140g uncooked or golden sugar


  1. Remove the pumpkin pores and skin and seeds and reduce it into big chunks. Steer clear of placing any of the softer, center items in – adhere with the firmer outside flesh. Peel and core the pear and then put both the pumpkin and the pear into a foods processor and blend right until easy.
  2. Location the mixture along with the 150ml of water, into a medium sized saucepan (a very good good quality pot with a stable base is quite essential as or else the mixture can burn off simply). Go over with a lid and prepare dinner in excess of medium heat for all-around 10 minutes, until finally the pumpkin is cooked by means of, stirring once in a while. You can include a minor more water if the combination dries out.
  3. Insert the salt, lemon juice, vanilla and sugar and established it about medium heat for around 5 minutes right up until it starts to thicken a little, stirring from time to time. When it starts off to thicken up, you are going to need to have to stir extra commonly as it will begin to adhere to the base and can burn up if left unchecked.
  4. Now, even though this one will not glance like a regular, shiny jam (we’re making use of a lot less sugar than most recipes would connect with for thanks to the super-gelling attributes of the pumpkin), the moment it has thickened – you will know when it is finished. Commonly you’d coat the back again of a spoon with your jam and run your finger by way of it to see if the line continues to be. Having said that, this mixture sets like a solid pumpkin puree. After you can scrape it up the sides or carve a shape into it with a spatula and it does not shift back – it is ready. As long as it doesn’t burn off and you keep on to stir – you can overshoot a tiny without the need of any key concerns. This recipe is really forgiving!
  5. Pour your jam into a sterilised jar and connect a lid. Then take pleasure in on as you would any other jam. As extensive as you retailer it adequately in the fridge and take in it within just 6 weeks, this just one is fine with no any other more preservation methods.

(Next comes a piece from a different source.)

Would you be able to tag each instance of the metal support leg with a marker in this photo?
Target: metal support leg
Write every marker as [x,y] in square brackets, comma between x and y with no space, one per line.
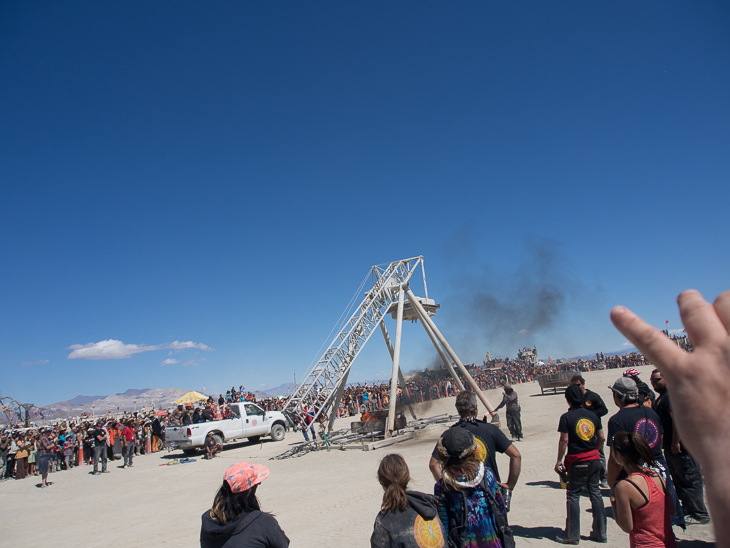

Effectively, people, there’s a number of concepts for you while we’re in peak pumpkin year. Go and stock up on this wondrous intestine-healing fruit at your local farmers current market (I get mine from a community grower through the Nurtured Earth girls, on the internet). Dedicate to a bulk roasting session and you’ll have sweet, caramelised pumpkin on hand to consider the nutritional value of your mid-week meals up a notch.

Ga Lienemann

Ga is a clinically properly trained nutritionist, wholefoods chef, columnist and mum. She’s been showcased in Human body & Soul and had Tv set appearances on ABC Breakfast and Studio 10 for her unique solution to food and wellness. She’s recognized for reinventing standard foods for the fashionable kitchen and was instrumental in a radical new approach to sports diet with a program for the NRL Parramatta Eels, kickstarting their ascent on the ladder in the latest years. Find out additional at stirringchange.com.